Il est 4h45 et je suis au comptoir d’Air Canada. La face de pimbèche de l’employée qui doit imprimer ma carte d’embarquement m’annonce d’un air pincé qu’il me sera impossible de prendre mon vol à moins de lui donner  une preuve que je vais sortir de la Thailande dans les trente jours suivant ma date d’arrivée.  Moi qui croyais avoir un décollage paisible, sans stress ni embûche, me voilà confondu par l’excès de zèle de cette bonne femme que je crucifix mentalement au bout d’un champ de tir de vaisselle d’église catholique.

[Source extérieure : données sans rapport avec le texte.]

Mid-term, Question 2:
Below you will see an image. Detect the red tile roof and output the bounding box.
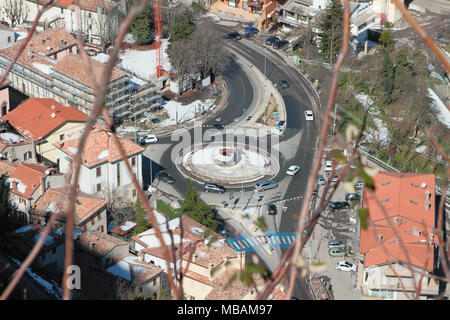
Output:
[53,54,125,88]
[360,172,435,270]
[30,188,107,224]
[9,163,55,199]
[0,28,77,79]
[2,98,87,141]
[54,124,145,167]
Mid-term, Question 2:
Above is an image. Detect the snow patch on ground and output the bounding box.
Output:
[428,88,450,129]
[119,39,172,81]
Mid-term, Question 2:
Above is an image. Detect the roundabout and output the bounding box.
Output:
[176,142,280,188]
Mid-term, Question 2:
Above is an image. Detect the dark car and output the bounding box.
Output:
[244,27,259,36]
[279,80,289,89]
[328,240,346,249]
[156,171,175,184]
[203,182,227,193]
[328,201,350,212]
[225,32,242,41]
[345,193,361,201]
[267,203,277,216]
[273,40,289,49]
[264,36,281,46]
[211,123,223,130]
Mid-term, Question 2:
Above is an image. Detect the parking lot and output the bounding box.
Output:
[307,158,361,300]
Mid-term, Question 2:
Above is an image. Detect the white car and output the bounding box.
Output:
[336,261,356,272]
[286,166,300,176]
[325,160,333,172]
[305,110,314,120]
[141,134,158,143]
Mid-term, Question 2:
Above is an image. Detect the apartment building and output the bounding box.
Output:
[54,124,145,202]
[30,188,107,233]
[2,98,87,164]
[0,28,161,121]
[7,163,64,224]
[358,172,440,299]
[25,0,123,46]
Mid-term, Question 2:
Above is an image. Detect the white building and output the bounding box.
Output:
[25,0,122,45]
[55,124,145,201]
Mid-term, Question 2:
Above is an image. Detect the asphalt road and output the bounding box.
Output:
[143,28,318,299]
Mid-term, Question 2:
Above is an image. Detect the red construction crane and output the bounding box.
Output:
[153,0,163,78]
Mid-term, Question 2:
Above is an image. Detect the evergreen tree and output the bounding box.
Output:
[130,6,154,45]
[179,181,219,230]
[134,198,151,234]
[170,9,195,41]
[319,0,343,64]
[381,50,395,103]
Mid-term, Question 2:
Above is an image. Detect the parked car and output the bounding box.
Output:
[328,248,346,257]
[328,239,346,249]
[305,110,314,121]
[267,203,277,216]
[211,123,223,130]
[355,181,364,190]
[317,174,326,186]
[203,182,227,193]
[278,80,289,89]
[244,27,259,36]
[325,160,333,173]
[336,261,356,272]
[328,201,350,212]
[140,134,158,144]
[286,165,300,176]
[345,193,361,201]
[273,40,289,49]
[225,32,242,41]
[264,36,281,46]
[155,171,175,184]
[255,180,278,191]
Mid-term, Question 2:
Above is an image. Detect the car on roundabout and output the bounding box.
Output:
[203,182,227,193]
[286,165,300,176]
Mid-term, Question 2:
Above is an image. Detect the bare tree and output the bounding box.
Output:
[1,0,30,27]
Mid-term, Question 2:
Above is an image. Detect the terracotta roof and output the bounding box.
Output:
[9,224,64,257]
[32,0,119,12]
[0,28,77,79]
[54,124,145,167]
[30,188,107,224]
[53,54,125,88]
[0,132,30,152]
[183,239,236,268]
[205,269,264,300]
[360,172,435,270]
[76,230,128,257]
[108,254,164,285]
[8,163,55,199]
[0,160,19,177]
[2,98,87,141]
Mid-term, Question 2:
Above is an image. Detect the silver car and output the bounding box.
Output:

Son argument : la Thailande émet un visa de trente jours étampé lors de l’arrivée dans le pays. Pour les séjours plus long, il faut demander une extension avant de quitter le Canada. Mon billet d’avion ne montre qu’une date de sortie 90 jours plus tard donc pas de preuve que je vais rester moins de 30 jours dans le pays. Selon la bonne conscience de miss Air Canada, la compagnie aérienne risque de se faire donner des coups de règle sur les doigts par le gouvernement Thailandais s’ils me laissent passer sans preuve de sortie.

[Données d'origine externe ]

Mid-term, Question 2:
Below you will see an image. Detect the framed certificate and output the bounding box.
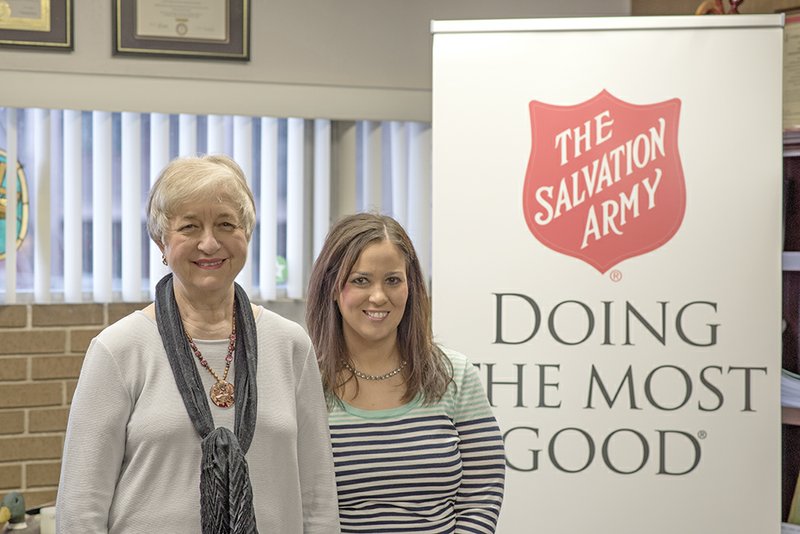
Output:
[113,0,250,61]
[0,0,73,51]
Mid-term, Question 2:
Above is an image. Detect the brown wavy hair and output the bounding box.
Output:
[306,213,453,407]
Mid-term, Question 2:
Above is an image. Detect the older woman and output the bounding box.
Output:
[56,156,339,534]
[306,213,505,533]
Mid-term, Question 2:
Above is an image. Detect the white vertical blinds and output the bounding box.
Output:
[0,108,431,303]
[286,118,306,299]
[312,119,331,258]
[232,115,253,295]
[5,108,18,303]
[256,117,278,300]
[121,113,144,302]
[92,111,112,302]
[405,122,432,285]
[149,113,169,299]
[32,109,51,302]
[63,109,83,302]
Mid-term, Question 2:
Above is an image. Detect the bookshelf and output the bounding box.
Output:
[781,132,800,521]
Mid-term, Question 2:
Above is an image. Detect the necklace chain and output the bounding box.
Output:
[344,360,408,380]
[186,306,236,408]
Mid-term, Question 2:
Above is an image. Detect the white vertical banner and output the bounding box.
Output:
[432,15,783,534]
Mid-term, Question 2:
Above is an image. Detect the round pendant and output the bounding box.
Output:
[209,380,233,408]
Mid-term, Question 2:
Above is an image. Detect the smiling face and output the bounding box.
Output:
[162,199,247,301]
[336,241,408,352]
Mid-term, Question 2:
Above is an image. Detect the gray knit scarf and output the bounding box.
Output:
[155,274,258,534]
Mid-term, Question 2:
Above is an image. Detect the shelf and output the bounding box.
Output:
[781,406,800,426]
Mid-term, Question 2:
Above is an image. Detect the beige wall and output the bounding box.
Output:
[0,0,630,121]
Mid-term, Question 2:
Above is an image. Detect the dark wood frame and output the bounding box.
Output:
[112,0,250,61]
[0,0,74,52]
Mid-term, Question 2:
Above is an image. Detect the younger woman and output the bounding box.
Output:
[306,213,505,533]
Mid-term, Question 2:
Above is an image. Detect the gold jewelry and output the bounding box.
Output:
[186,307,236,408]
[344,360,408,380]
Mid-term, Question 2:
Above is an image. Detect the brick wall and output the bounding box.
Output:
[0,301,305,508]
[0,303,146,508]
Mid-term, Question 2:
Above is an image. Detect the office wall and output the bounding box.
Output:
[0,0,630,121]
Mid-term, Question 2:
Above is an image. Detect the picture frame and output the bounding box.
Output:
[0,0,74,52]
[113,0,250,61]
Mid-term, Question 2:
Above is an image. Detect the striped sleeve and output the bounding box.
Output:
[447,351,505,534]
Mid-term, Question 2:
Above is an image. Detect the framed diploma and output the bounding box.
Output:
[0,0,73,51]
[113,0,250,61]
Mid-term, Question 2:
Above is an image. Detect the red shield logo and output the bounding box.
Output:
[522,90,686,273]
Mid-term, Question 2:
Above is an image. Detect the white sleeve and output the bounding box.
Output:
[295,342,340,534]
[56,338,133,534]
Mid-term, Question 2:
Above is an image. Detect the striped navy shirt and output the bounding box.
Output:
[330,350,505,534]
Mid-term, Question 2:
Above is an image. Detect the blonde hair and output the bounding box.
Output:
[147,155,256,245]
[306,213,453,407]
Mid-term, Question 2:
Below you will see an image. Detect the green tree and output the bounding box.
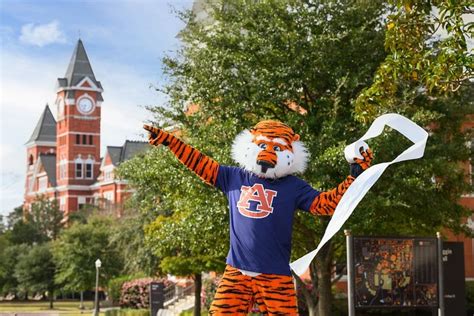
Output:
[0,244,29,294]
[6,205,23,229]
[0,215,6,234]
[53,217,122,306]
[142,0,472,315]
[8,196,63,245]
[14,243,56,309]
[356,0,474,120]
[25,196,63,241]
[111,209,158,276]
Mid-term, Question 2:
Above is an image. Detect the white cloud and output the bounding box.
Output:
[20,20,66,47]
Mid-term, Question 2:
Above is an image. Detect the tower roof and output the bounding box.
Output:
[26,104,56,144]
[58,39,102,101]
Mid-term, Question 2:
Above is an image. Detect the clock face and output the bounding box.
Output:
[78,98,94,114]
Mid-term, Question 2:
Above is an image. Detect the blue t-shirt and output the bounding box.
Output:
[215,166,319,275]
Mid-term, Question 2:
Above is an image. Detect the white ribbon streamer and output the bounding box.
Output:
[290,113,428,275]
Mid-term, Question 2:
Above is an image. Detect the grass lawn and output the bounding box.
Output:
[0,301,104,315]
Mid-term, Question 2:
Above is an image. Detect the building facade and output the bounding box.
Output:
[24,40,149,217]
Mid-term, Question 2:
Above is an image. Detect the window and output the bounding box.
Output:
[75,161,82,179]
[104,170,114,181]
[85,162,93,179]
[59,160,67,179]
[38,177,48,191]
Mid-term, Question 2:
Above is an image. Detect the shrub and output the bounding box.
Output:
[107,275,140,304]
[120,278,172,309]
[105,309,150,316]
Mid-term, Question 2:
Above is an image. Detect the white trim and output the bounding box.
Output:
[26,186,56,197]
[76,76,99,89]
[25,140,56,148]
[56,86,104,93]
[91,179,128,190]
[69,114,100,121]
[56,185,91,192]
[117,189,136,193]
[57,131,100,137]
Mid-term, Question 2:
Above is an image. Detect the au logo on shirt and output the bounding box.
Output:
[237,183,278,218]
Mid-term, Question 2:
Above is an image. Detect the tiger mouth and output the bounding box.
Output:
[257,160,275,173]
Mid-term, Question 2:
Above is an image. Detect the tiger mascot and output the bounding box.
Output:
[144,121,372,315]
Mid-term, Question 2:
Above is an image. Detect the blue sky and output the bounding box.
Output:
[0,0,192,215]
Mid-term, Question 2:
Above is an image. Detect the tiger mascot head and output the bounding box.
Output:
[232,120,309,179]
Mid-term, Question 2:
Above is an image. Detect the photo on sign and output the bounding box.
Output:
[354,237,438,308]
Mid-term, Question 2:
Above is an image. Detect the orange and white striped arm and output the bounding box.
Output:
[309,176,355,216]
[309,148,374,216]
[143,125,219,185]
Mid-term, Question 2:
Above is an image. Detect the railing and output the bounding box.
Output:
[163,284,194,308]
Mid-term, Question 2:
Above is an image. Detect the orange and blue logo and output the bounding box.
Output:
[237,183,278,218]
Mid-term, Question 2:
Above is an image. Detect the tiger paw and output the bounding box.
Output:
[351,147,374,178]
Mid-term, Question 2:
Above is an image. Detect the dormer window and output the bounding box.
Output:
[84,159,94,179]
[74,158,84,179]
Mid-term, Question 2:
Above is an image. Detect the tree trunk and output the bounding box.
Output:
[193,273,202,316]
[48,290,54,309]
[316,241,332,316]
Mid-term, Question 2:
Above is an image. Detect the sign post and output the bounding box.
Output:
[442,241,466,316]
[150,282,165,316]
[344,229,355,316]
[436,232,444,316]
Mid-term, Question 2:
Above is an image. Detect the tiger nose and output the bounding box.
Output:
[257,160,275,169]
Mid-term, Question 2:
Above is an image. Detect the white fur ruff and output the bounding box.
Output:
[232,130,309,179]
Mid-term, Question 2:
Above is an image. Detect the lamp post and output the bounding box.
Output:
[94,259,102,316]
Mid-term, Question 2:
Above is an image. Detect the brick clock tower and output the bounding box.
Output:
[56,40,103,215]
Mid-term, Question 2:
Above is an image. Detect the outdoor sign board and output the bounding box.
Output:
[353,237,438,309]
[150,282,165,316]
[442,241,466,316]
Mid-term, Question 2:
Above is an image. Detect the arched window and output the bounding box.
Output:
[74,157,84,179]
[84,158,94,179]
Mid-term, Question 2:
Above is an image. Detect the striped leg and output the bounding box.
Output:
[209,265,253,315]
[143,125,219,185]
[253,274,298,315]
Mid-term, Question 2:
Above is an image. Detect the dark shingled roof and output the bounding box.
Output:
[107,140,150,166]
[107,146,122,166]
[26,104,56,144]
[38,154,56,187]
[58,39,103,101]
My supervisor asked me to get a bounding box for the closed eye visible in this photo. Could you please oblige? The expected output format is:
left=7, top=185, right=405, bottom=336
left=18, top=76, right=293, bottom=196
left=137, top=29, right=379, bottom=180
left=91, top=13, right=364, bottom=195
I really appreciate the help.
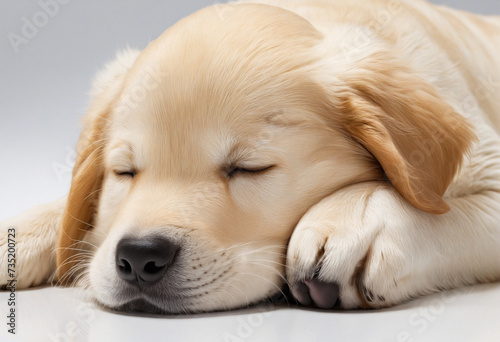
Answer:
left=113, top=170, right=137, bottom=178
left=226, top=165, right=276, bottom=178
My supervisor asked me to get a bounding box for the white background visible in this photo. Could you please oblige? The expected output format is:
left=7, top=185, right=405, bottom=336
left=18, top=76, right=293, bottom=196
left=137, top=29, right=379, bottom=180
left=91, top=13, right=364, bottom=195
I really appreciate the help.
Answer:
left=0, top=0, right=500, bottom=342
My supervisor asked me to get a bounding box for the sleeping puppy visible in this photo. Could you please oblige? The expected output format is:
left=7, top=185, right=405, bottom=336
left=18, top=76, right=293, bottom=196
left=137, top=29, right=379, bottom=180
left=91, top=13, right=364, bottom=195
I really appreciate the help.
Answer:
left=0, top=0, right=500, bottom=313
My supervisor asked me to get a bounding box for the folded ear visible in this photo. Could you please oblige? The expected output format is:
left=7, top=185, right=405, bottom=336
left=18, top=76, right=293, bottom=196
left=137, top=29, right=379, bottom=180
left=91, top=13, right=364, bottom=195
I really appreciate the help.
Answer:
left=336, top=53, right=475, bottom=214
left=56, top=50, right=139, bottom=284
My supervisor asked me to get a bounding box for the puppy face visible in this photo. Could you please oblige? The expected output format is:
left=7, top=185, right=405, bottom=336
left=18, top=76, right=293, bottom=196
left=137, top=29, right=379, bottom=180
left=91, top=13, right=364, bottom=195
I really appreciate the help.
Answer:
left=58, top=5, right=474, bottom=312
left=64, top=6, right=371, bottom=312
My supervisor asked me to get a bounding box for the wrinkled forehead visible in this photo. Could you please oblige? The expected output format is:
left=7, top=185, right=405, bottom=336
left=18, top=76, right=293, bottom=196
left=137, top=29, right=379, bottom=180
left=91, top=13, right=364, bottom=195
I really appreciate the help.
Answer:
left=106, top=5, right=320, bottom=166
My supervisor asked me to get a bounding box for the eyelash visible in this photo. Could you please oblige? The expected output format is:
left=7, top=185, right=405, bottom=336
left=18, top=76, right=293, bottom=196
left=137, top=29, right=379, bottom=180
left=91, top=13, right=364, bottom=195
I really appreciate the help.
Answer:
left=226, top=165, right=275, bottom=178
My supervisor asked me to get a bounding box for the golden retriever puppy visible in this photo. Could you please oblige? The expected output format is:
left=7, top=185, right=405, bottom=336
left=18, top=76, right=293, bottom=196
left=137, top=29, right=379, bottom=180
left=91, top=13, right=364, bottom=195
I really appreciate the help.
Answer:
left=0, top=0, right=500, bottom=313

Ce foutoire bureaucratique me force à ouvrir mon portable pour magasiner un billet d’avion en vitesse sur internet dans le hall principal de l’aéroport.  Il est 5h30 am et j’ai une longue nuit de 3 hrs derrière les paupières.  Je trouve un vol Bangkok-Rangoon  à 80$ avec Air Asia. Au mieux, je prend  ce vol pour vrai, au pire je perd 80$. Pour une raison ridicule que je découvrirai plus tard, je n’arrive pas  à entrer  mon numéro de téléphone  dans le damné formulaire de réservation d’Air Asia.  Je dois donc me rabattre en terrain connu et payer  un ignoble 334$ à Expedia.ca. pour le même billet.   Il est 6h30, mon vol part à 7h25 et il me reste trois étapes à accomplir avant d’être assis dans l’avion :

1-Apporter ma preuve de sortie de Thailande à mes amis d’Air Canada

2-Passer au scan

3-Passer les douanes américaines (à cause d’une correspondance à Chicago)

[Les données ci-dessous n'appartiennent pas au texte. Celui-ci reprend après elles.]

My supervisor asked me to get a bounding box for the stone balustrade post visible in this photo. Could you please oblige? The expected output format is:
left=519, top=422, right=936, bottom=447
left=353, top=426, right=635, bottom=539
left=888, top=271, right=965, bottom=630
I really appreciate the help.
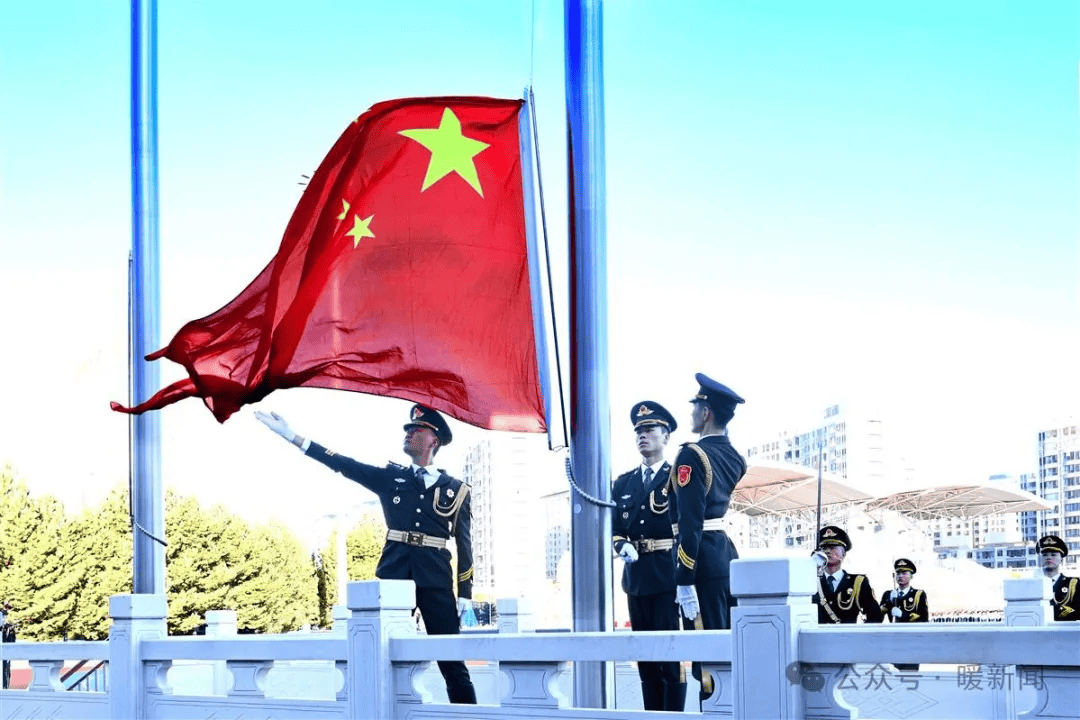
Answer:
left=330, top=604, right=351, bottom=638
left=206, top=610, right=237, bottom=695
left=346, top=580, right=416, bottom=718
left=1004, top=575, right=1054, bottom=627
left=109, top=595, right=167, bottom=718
left=731, top=557, right=818, bottom=720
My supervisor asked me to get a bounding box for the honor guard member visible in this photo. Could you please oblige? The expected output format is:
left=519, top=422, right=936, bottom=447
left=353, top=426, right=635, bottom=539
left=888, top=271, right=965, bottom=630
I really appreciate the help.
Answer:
left=879, top=557, right=930, bottom=670
left=812, top=525, right=885, bottom=625
left=255, top=405, right=476, bottom=705
left=1036, top=535, right=1080, bottom=620
left=611, top=400, right=686, bottom=712
left=670, top=372, right=746, bottom=701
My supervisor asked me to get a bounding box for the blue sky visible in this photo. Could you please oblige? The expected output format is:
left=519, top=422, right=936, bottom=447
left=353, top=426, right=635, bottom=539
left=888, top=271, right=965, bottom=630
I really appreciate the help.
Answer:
left=0, top=0, right=1080, bottom=539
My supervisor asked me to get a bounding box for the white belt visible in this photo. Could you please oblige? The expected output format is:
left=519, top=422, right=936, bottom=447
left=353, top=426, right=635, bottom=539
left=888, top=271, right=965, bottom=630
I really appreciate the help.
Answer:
left=630, top=538, right=675, bottom=553
left=387, top=530, right=446, bottom=548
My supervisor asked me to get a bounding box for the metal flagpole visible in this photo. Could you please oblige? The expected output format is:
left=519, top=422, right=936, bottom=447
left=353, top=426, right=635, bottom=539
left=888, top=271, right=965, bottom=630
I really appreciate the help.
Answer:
left=814, top=441, right=825, bottom=535
left=564, top=0, right=613, bottom=708
left=130, top=0, right=165, bottom=595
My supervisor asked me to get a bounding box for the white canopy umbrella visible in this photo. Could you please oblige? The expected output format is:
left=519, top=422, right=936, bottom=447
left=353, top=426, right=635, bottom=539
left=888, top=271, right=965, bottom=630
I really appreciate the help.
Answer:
left=866, top=484, right=1052, bottom=520
left=730, top=463, right=872, bottom=517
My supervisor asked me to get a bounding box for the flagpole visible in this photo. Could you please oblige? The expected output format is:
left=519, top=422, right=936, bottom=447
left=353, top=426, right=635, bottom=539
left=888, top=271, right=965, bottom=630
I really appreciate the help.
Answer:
left=517, top=87, right=566, bottom=447
left=564, top=0, right=615, bottom=708
left=130, top=0, right=165, bottom=595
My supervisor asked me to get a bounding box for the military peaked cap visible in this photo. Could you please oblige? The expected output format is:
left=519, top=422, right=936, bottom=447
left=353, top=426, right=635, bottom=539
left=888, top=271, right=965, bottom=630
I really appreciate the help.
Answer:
left=818, top=525, right=851, bottom=551
left=630, top=400, right=678, bottom=433
left=892, top=557, right=915, bottom=575
left=1035, top=535, right=1069, bottom=557
left=405, top=405, right=454, bottom=447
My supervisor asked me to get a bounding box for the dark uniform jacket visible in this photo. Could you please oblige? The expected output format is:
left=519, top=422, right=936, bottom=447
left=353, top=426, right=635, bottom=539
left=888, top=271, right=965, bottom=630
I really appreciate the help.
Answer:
left=813, top=571, right=882, bottom=625
left=879, top=586, right=930, bottom=623
left=670, top=435, right=746, bottom=585
left=307, top=443, right=473, bottom=598
left=1050, top=575, right=1080, bottom=620
left=611, top=462, right=675, bottom=595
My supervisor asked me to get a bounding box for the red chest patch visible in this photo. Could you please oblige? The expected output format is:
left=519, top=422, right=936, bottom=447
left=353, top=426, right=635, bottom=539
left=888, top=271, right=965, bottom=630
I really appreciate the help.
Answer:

Ces dernières ont évidemment un line-up à perte de vue. S’il fallait qu’ils décident de me faire la vie dure, je n’aurais aucune chance d’attraper l’avion. Il est 7h10 et je suis en train de répondre aux questions du douanier qui me donne finalement l’absolution. Je pars aussitôt à courir vers le quai d’embarquement  avant de finalement  prendre place sur mon siège à 10 minutes du décollage. Essouflé, je pense à ma facture salée de 334$ et aux 25 heures de vol qui m’attendent. Les plages de Thailande me paraissent encore très loin…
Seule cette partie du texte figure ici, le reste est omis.